India has also created an efficient and inexpensive electronic payment infrastructure, the United Payments interface. UPI is a real-time payment system operated by National Payments Corp, a government-sponsored non-profit organization. Banks, e-money companies, and technology companies have introduced UPI-enabled mobile payment apps that allow users to send money between bank accounts.

But, while some 300 banks participate in the system, the government remains keen on rolling out a CBDC. Perhaps this is driven by the belief of policy makers that a CBDC will benefit the infotech sector. From a financial inclusion and ease of payment perspective, however, the unit will be redundant.

Cross-border payments are not that cheap or that simple. Moreover, governments are increasingly uncomfortable with their reliance on the US dollar as the dominant vehicle for such transactions, given the United States’ reliance on financial sanctions. The hope is that CBDCs could provide a digital alternative.

Strictly speaking, there are no barriers to exchanging CBDCs from different countries and using them for international payments. Multiple CBDCs can run on a single blockchain. With the help of the Bank for International Settlements, central banks have experimented with platforms, called mBridges, on which CBDCs can be traded.

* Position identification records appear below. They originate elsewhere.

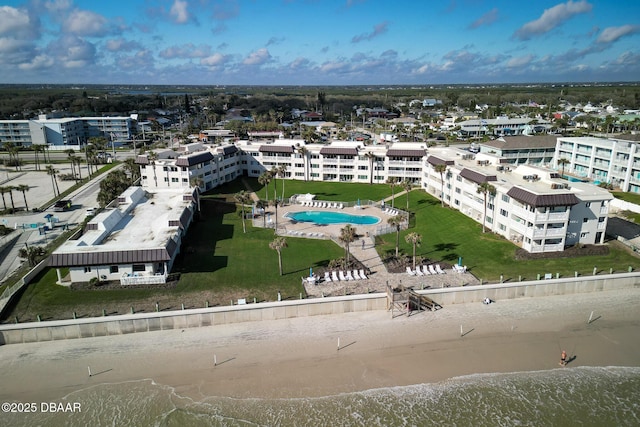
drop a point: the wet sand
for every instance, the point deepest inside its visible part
(300, 357)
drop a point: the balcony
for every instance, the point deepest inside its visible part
(541, 233)
(547, 248)
(143, 278)
(552, 216)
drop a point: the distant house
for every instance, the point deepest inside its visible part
(311, 116)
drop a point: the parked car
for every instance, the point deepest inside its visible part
(62, 205)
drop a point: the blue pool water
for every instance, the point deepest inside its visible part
(326, 217)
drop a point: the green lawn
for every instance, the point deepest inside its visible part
(220, 263)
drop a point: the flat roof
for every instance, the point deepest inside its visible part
(148, 220)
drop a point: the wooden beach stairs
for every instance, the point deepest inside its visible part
(406, 300)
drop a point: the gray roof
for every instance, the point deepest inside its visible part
(194, 159)
(76, 259)
(541, 200)
(276, 149)
(434, 160)
(522, 142)
(405, 153)
(476, 177)
(339, 151)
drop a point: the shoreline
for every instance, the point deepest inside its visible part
(299, 357)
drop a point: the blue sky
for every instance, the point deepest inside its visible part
(318, 42)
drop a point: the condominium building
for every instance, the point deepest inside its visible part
(532, 206)
(68, 132)
(135, 240)
(611, 160)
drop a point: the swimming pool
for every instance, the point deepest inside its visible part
(327, 217)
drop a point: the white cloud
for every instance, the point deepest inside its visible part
(520, 61)
(611, 34)
(258, 57)
(37, 63)
(215, 60)
(86, 23)
(552, 18)
(486, 19)
(188, 50)
(179, 11)
(121, 45)
(13, 20)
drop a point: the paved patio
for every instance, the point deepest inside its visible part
(378, 276)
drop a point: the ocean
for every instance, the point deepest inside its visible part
(581, 396)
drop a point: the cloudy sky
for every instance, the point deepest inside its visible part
(318, 42)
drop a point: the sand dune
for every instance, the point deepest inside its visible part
(300, 357)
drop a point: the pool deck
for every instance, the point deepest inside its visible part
(365, 253)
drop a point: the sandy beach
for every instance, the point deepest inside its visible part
(300, 357)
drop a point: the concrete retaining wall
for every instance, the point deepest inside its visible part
(143, 322)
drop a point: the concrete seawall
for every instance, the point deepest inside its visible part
(144, 322)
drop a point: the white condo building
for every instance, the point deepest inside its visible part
(611, 160)
(532, 206)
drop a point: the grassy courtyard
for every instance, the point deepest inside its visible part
(220, 263)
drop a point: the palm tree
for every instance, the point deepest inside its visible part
(305, 154)
(261, 206)
(441, 168)
(275, 203)
(3, 191)
(563, 162)
(31, 254)
(265, 179)
(414, 239)
(70, 154)
(24, 188)
(407, 185)
(242, 197)
(77, 160)
(392, 181)
(52, 172)
(37, 149)
(371, 157)
(485, 189)
(281, 172)
(277, 245)
(396, 221)
(11, 188)
(347, 235)
(152, 157)
(274, 175)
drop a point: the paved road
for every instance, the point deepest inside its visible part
(41, 190)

But, although we have the technical know-how, there are formidable political obstacles to the widespread adoption of these arrangements. Can you imagine China and the US agreeing on how to govern a platform where their CBDCs are traded? Can you imagine an agreement of 120 central banks?

Another motivation for the CBDC rush is the inconsistent belief that financial and even geopolitical primacy will depend on which central banks are quickest to issue one. This view is encouraged by economic and political tensions between the United States and China, and China’s rapid move towards issuing CBDCs, which is seen as a threat to dollar dominance.

But this argument assumes that CBDCs will be used across borders and will supplant the international interbank market as the vehicle for international transactions. But, given the political hurdles preventing a common trading platform for different CBDCs, this is unlikely to be the case.

Ultimately, central banks face a “trilemma” when considering the issuance of CBDCs.

Central banks can only have two out of three things: a digital currency, transaction privacy, and financial stability.

European central banks, when issuing a CBDC, will have to comply with the EU’s General Data Protection Regulation (GDPR), the strictest data privacy law in the world. If they issue digital currencies through licensed intermediaries, their users will enjoy privacy. But authorities will then have a limited ability to track transactions using their CBDCs.

People using currencies in transactions already benefit from anonymity, of course, but one can imagine other transactions involving bank transfers being executed using CBDC instead. Central bankers and others worry that commercial banks will be disintermediated. That transactions typically made by wire transfer will be transferred to the CBDCs. Together with the secrecy of transactions, this could allow financial risks and imbalances to build up out of the sight of regulators. This is why the European Central Bank is only slowly moving wisely in the direction of issuing CBDCs.

The People’s Bank of China is not required to offer confidentiality. When downloading a digital wallet capable of unlimited transactions, it requires detailed information from the user. When downloading a limited wallet capable of small retail transactions, it only requires the user’s mobile number and promises, for what it’s worth, not to track their transactions.

We will see. These measures should prevent individuals from using e-CNY to evade Chinese capital controls, move large sums of money out of the country, and otherwise act in a way that threatens financial stability. As to whether people will trust the Chinese CBDC, given these conditions, only time will tell.

International finance, as trade economists know, faces trilemmas. Instead of avoiding them, CBDCs create just another one. ©2022/Syndicate Project

Barry Eichengreen is professor of economics at the University of California at Berkeley and author of “In Defense of Public Debt”.